Initially, Jackson funded Bite It! from his own design work, but, by taking things slowly, he learnt how to break even. Now he can spend and recoup Pounds 2,000 a record. "What it really costs", he says, "is your time."

Wiija Records' Gary Walker, 26, agrees. Walker sells a different product: UK indie pop. This homegrown genre revolves around perennial themes: teen lust, teen angst and teen rebellion. Self-started indie labels have been popular here since the days of punk, but Wiija's roster reveals a changing Britain. At the moment, it releases Cornershop (the "Asian Sex Pistols"), "feminist insurrectionist" band Huggy Bear, Jacob's Mouse from Bury St Edmunds, America's Bikini Kill and Skinned Teen, three "punk-rapping" schoolgirls from south London.

If those names sound colourful, Walker's personality matches them. When it comes to plugging, ligging, cosseting and championing, Walker is a match for any honcho from the industry. He is even a popular speaker at music-biz conferences. London's Rough Trade Shop started (and still houses) Wiija, but it was Walker, once their mail-order clerk, who made the label happen. He signs the bands and masterminds all Wiija strategies. Walker has worked hard to shape and project an identity, and to assemble a solid business team. Such tight organisation leaves him free to liaise with every band. This task keeps him running from Belfast to Birmingham, and sends him periodically to Europe and Japan.

Walker has also set up Wiija as a publishing company. Income which would otherwise go to a publisher therefore comes to him. "That helps to maximise earnings," he says. "But money really starts coming in through licensing deals. If you've recouped on a record, you go for new advances from outside labels. Anything you can bring in there is pure profit." Walker maintains a 50-50 profit share with his bands, even though different groups have different costs and rates of success.

Unlike most British indies, Wiija does not target America. "The States is a lottery," Walker says. "There's just no guarantee about what will succeed there. Instead of gambling our time and money on that, I work at getting my bands into lots of territories." Wiija has strong sales in many European countries and Australia. THE WIIJA RECORDS headquarters is a spartan affair: two tables in a basement, two staffers, two phones, one fax and a crowded set of shelves. But its proprietor certainly knows how to sell records. "It's not some mystical thing," he says. "Anyone can learn it. At the very bottom level, any indie band can produce a 7in single. And if they're any good, it will sell 1,000 copies. Just that one thing can establish a fan base.

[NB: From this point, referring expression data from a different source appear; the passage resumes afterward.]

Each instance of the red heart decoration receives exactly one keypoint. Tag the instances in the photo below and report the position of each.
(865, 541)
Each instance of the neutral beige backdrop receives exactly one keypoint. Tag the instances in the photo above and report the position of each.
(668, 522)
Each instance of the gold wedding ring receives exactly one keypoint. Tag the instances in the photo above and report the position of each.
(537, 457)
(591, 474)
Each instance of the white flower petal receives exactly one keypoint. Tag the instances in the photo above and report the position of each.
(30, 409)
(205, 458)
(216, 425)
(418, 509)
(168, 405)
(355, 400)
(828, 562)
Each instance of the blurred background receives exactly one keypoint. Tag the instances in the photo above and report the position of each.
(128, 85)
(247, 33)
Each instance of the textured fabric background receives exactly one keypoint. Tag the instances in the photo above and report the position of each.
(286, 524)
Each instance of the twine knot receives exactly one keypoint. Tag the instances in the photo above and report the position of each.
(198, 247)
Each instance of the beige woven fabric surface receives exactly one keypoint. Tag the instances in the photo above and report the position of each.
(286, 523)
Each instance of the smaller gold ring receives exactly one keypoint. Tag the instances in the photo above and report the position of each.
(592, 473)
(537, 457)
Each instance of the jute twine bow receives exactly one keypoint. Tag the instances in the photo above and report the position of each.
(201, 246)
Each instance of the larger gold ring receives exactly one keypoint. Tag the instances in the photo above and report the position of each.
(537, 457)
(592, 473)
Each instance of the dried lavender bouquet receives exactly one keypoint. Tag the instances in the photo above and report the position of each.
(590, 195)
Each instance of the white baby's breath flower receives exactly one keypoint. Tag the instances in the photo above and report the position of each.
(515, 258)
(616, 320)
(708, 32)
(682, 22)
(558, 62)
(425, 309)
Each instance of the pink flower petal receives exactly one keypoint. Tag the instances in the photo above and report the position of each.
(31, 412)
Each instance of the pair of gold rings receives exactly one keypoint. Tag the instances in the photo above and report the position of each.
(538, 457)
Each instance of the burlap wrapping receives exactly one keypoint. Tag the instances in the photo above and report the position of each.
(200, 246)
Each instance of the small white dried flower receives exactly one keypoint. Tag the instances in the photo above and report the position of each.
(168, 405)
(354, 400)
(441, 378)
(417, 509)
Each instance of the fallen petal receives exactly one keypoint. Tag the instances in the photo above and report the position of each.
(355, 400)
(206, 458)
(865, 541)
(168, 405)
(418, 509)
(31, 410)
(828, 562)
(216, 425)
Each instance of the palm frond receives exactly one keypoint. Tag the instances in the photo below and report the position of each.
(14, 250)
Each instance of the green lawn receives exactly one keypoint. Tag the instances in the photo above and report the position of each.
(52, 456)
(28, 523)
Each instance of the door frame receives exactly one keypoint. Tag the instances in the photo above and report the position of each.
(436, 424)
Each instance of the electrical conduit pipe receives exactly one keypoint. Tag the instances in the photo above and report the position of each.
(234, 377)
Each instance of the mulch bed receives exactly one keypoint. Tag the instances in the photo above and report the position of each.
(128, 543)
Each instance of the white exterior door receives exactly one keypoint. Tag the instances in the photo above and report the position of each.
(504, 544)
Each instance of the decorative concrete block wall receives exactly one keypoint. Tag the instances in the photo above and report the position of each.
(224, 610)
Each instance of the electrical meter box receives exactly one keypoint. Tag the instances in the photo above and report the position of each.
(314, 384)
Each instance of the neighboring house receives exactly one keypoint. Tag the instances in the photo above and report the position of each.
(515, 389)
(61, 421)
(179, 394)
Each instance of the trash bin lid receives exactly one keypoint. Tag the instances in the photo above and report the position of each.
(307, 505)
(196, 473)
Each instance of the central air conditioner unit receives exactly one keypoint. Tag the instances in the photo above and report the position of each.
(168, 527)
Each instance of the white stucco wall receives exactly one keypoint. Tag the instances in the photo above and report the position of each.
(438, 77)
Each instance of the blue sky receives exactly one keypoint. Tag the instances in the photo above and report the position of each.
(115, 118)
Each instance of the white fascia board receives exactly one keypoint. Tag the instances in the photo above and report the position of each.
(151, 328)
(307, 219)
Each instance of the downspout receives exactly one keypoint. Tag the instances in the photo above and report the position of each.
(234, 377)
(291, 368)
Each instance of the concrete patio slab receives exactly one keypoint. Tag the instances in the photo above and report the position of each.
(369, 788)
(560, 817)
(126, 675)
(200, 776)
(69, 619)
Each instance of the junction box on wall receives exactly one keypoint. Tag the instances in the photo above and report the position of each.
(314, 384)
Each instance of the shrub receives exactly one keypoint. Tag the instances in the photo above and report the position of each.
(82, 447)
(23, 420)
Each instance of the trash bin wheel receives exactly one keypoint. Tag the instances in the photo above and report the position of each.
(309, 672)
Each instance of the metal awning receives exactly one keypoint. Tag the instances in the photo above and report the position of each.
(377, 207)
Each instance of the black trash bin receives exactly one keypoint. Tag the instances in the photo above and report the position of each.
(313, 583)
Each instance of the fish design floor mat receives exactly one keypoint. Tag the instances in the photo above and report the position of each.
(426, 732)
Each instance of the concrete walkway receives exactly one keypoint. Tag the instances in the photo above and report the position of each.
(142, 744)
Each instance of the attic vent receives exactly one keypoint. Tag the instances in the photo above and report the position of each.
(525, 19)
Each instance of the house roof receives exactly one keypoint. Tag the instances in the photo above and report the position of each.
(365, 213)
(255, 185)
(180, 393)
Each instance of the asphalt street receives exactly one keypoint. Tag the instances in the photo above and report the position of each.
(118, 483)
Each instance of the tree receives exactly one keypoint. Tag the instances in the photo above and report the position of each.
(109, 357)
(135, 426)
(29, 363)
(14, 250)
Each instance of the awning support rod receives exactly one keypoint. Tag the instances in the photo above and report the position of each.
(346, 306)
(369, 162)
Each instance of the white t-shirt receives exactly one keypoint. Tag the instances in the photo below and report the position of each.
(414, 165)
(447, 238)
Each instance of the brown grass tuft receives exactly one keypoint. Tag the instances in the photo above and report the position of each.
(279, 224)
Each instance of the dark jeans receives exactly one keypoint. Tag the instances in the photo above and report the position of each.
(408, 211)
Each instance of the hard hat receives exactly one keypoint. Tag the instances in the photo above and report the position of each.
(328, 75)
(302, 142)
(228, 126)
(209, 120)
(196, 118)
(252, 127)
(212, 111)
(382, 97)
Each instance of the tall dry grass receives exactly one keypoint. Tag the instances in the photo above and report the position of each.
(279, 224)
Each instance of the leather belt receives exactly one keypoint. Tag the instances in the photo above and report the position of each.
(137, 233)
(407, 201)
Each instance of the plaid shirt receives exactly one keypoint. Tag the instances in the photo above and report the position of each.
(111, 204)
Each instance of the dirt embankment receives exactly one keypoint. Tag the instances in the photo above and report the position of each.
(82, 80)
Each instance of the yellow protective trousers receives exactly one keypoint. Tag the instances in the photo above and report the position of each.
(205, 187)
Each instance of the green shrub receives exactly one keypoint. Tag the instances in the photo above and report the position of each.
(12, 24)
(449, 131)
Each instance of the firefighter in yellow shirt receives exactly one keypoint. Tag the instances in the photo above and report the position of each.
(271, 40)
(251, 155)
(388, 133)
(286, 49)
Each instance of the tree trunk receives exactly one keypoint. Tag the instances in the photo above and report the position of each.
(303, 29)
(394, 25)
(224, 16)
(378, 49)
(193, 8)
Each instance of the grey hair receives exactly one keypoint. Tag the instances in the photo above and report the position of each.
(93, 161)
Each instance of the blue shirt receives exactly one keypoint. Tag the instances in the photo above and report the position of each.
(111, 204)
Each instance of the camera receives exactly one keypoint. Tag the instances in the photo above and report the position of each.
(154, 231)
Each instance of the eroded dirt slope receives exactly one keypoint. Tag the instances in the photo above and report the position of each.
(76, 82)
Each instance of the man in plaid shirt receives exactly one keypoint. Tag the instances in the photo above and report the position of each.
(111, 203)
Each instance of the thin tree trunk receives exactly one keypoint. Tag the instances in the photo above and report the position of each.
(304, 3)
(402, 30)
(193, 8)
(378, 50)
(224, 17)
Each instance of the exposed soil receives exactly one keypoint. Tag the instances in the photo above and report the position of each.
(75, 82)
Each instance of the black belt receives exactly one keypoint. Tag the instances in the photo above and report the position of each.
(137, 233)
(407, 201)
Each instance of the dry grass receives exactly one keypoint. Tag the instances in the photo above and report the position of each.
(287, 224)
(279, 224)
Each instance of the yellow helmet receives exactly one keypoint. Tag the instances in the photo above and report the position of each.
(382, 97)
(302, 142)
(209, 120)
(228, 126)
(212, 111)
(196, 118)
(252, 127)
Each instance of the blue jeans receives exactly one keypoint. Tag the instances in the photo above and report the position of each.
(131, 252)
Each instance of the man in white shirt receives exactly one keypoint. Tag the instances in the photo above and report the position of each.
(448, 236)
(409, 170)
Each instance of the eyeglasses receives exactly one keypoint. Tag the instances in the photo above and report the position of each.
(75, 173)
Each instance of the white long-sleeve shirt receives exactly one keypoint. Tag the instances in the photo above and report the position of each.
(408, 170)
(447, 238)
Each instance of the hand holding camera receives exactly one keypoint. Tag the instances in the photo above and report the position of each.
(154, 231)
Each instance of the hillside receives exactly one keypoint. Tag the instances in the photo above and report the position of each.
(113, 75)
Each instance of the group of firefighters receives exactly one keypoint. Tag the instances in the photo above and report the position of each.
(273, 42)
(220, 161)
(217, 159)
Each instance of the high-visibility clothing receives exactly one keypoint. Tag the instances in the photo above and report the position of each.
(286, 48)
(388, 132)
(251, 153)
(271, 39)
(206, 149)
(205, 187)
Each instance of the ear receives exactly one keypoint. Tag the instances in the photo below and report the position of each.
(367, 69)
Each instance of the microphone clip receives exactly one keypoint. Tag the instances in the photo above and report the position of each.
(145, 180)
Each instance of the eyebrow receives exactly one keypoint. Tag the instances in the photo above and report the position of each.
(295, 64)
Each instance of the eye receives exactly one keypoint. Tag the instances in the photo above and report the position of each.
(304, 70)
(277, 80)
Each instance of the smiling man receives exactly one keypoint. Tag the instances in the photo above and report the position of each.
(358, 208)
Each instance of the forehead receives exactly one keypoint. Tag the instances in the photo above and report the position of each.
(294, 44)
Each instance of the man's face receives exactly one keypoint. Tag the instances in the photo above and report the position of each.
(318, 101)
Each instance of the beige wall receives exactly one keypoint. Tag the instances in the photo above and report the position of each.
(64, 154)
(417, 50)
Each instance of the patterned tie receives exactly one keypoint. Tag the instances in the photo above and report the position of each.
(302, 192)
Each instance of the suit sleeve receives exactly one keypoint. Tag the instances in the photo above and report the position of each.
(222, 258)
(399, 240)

"Seven-inch records cost 30p per unit. A proper sleeve adds maybe 10p or 15 p. So it's really pretty cheap. Sell them to the shops for Pounds 1.25 each. Then, if you made the music cheaply, you at least break even." Walker knows what he's talking about. Wiija stars Cornershop, who have topped the indie charts, made their debut on 7in vinyl.

Walker feels Wiija has a "user-friendly" image, which he credits in part to the company's logo. This was created by his friend Ged Wells, who also designs his own range of sportswear. Wells saw Wiija as a metal screw sprouting petals, a "marriage of soft and hard" that Walker knew was perfect. "All our bands have separate agendas: Asian, feminist, European. We needed one symbol that could pull them all together." This month Wiija even spawned an offshoot label Whole Car Records which handles the indie's overspill of talent. Like Mo'Wax and Bite It!, Wiija's success and strong image make it highly desirable to the major companies. And Walker, like Jackson and Lavelle, has offers to choose from. But the talents that won the mini-moguls clout are the very ones absent from mainstream management. Ask James Lavelle why and he becomes heated: "If you started a record label the way you're really supposed to, take it from me you'd never manage it. That's why Mo'Wax worked. `Cause I went in not doing things the way you're meant to. And I know I pissed off quite a few people.

"You have to jump in and take the consequences later. I've got some headaches now. But that's cool, you know? `Cause my empire is still spreading and building."